In 1998, there was no AWS. You had to buy and host your own servers. Python and Ruby weren't really viable yet. For your database, you'd pay Oracle huge sums—MySQL had just come out but wasn't production-ready until version 5.0 in 2005.
By 2005, everything changed. AWS launched. Python and Ruby became mainstream. MySQL was viable. Open-source tools were everywhere.
This didn't kill software as a business. It led to a lot more software being built—but it didn't make software companies less valuable. It made them more valuable.
The On-Premise to SaaS Transition
The same pattern played out with the shift from on-premise software to SaaS. In 1998, the largest software companies were Microsoft, Oracle, SAP, Computer Associates, Adobe, Intuit, Novell, Autodesk, and Sybase.
Some of those names are irrelevant today. But it's striking how many of the largest names in software and SaaS today are the same names from 1998. Microsoft, Oracle, SAP, Adobe, Intuit—they all successfully transitioned.
How did they do it? Microsoft built Office 365, shifting from boxed software to subscriptions. Oracle moved its database and enterprise software to the cloud. SAP launched SAP Cloud Platform. Adobe transformed from selling Creative Suite licenses to Creative Cloud subscriptions. Intuit pivoted QuickBooks from desktop software to cloud-based accounting. Each company took a different path, but they all made the transition.
It took many of these companies years to execute the transition, but they had time. The market, in its shoot-first-ask-questions-later mentality, underestimated how long companies had to adapt.
What This Means for AI
Today, we're seeing the same dynamic with AI and software development costs. As coding models make it cheaper to build software, some worry this will erode the value of software companies.
But history suggests the opposite. When development costs drop, companies don't spend less on software—they build more of it. They raise the bar for what's expected. "What do you mean you don't integrate with our CRM?" customers will ask. "What do you mean you don't connect to our accounting system?" "How can you not have a feature that handles our specific workflow?"

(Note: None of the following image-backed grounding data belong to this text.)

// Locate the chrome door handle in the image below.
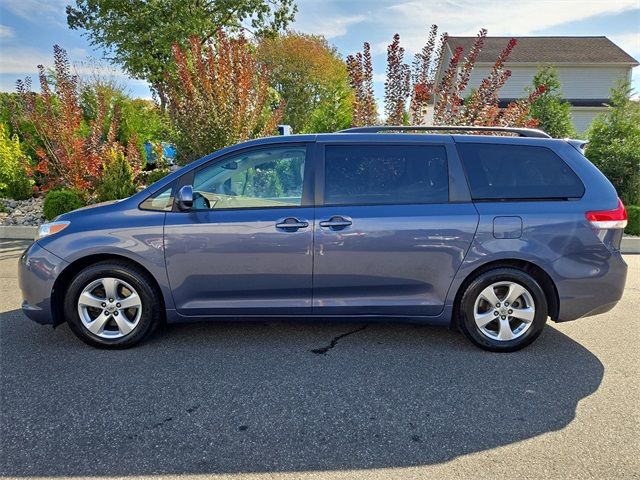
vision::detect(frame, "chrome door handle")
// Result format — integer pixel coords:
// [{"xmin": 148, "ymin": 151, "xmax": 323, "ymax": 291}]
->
[
  {"xmin": 276, "ymin": 218, "xmax": 309, "ymax": 231},
  {"xmin": 319, "ymin": 216, "xmax": 352, "ymax": 229}
]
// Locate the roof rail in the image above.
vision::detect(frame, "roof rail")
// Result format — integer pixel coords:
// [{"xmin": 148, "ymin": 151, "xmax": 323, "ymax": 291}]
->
[{"xmin": 338, "ymin": 125, "xmax": 551, "ymax": 139}]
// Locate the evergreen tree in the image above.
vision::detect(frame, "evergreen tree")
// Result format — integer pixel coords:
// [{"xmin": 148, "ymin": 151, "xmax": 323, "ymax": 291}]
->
[{"xmin": 529, "ymin": 65, "xmax": 576, "ymax": 138}]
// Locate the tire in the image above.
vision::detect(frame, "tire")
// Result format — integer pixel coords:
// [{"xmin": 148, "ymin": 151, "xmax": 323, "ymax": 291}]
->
[
  {"xmin": 63, "ymin": 260, "xmax": 161, "ymax": 348},
  {"xmin": 458, "ymin": 268, "xmax": 548, "ymax": 352}
]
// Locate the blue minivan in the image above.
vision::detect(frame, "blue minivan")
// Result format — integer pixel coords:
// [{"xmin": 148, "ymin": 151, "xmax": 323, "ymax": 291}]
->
[{"xmin": 19, "ymin": 126, "xmax": 628, "ymax": 351}]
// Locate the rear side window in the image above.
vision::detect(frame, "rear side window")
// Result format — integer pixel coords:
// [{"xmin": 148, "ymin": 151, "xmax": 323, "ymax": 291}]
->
[
  {"xmin": 324, "ymin": 145, "xmax": 448, "ymax": 205},
  {"xmin": 458, "ymin": 143, "xmax": 584, "ymax": 200}
]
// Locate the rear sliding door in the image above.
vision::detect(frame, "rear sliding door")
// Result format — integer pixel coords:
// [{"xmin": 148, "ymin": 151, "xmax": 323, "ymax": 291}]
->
[{"xmin": 312, "ymin": 140, "xmax": 479, "ymax": 316}]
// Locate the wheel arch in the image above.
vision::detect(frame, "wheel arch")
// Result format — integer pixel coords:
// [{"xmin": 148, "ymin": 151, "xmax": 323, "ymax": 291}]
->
[
  {"xmin": 51, "ymin": 253, "xmax": 166, "ymax": 327},
  {"xmin": 450, "ymin": 259, "xmax": 559, "ymax": 329}
]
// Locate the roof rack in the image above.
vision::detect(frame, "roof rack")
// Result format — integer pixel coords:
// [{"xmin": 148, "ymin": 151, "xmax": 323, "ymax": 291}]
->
[{"xmin": 338, "ymin": 125, "xmax": 551, "ymax": 139}]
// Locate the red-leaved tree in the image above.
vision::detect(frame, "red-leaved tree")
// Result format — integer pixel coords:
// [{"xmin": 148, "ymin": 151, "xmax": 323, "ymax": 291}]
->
[
  {"xmin": 16, "ymin": 45, "xmax": 139, "ymax": 193},
  {"xmin": 346, "ymin": 42, "xmax": 377, "ymax": 126},
  {"xmin": 165, "ymin": 32, "xmax": 283, "ymax": 164},
  {"xmin": 384, "ymin": 34, "xmax": 411, "ymax": 125},
  {"xmin": 348, "ymin": 26, "xmax": 543, "ymax": 128}
]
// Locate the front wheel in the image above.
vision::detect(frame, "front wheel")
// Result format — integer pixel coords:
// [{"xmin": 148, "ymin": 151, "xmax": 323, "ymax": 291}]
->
[
  {"xmin": 458, "ymin": 268, "xmax": 548, "ymax": 352},
  {"xmin": 63, "ymin": 261, "xmax": 161, "ymax": 348}
]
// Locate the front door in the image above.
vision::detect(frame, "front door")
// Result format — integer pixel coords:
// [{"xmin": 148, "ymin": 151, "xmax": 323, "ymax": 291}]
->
[
  {"xmin": 164, "ymin": 144, "xmax": 314, "ymax": 316},
  {"xmin": 313, "ymin": 142, "xmax": 478, "ymax": 316}
]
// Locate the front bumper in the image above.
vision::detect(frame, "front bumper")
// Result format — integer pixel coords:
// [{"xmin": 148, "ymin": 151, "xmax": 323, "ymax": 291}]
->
[{"xmin": 18, "ymin": 241, "xmax": 69, "ymax": 325}]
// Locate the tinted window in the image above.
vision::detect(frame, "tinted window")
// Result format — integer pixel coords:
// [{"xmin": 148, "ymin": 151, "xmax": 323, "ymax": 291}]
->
[
  {"xmin": 192, "ymin": 146, "xmax": 306, "ymax": 209},
  {"xmin": 324, "ymin": 145, "xmax": 448, "ymax": 205},
  {"xmin": 458, "ymin": 143, "xmax": 584, "ymax": 200}
]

As the cost of building software comes down, we're going to build massively more of it. New market entrants will have tools to ford existing moats? The new moats will stretch a hundred miles in every direction.
The Pattern Holds
The cost paradox isn't unique to software. It's a fundamental economic principle: when something becomes cheaper, we consume more of it, not less. When refrigerators got cheaper, households didn't buy one—they bought multiple. When TVs became affordable, families didn't stick with one—they put screens in every room. When air travel costs dropped, we didn't fly less—we flew more often and to more places.
Cheaper software development won't kill software companies. It will make them more valuable—because they'll build more, compete on more dimensions, and create more value for customers. The companies that understand this and execute on it will win.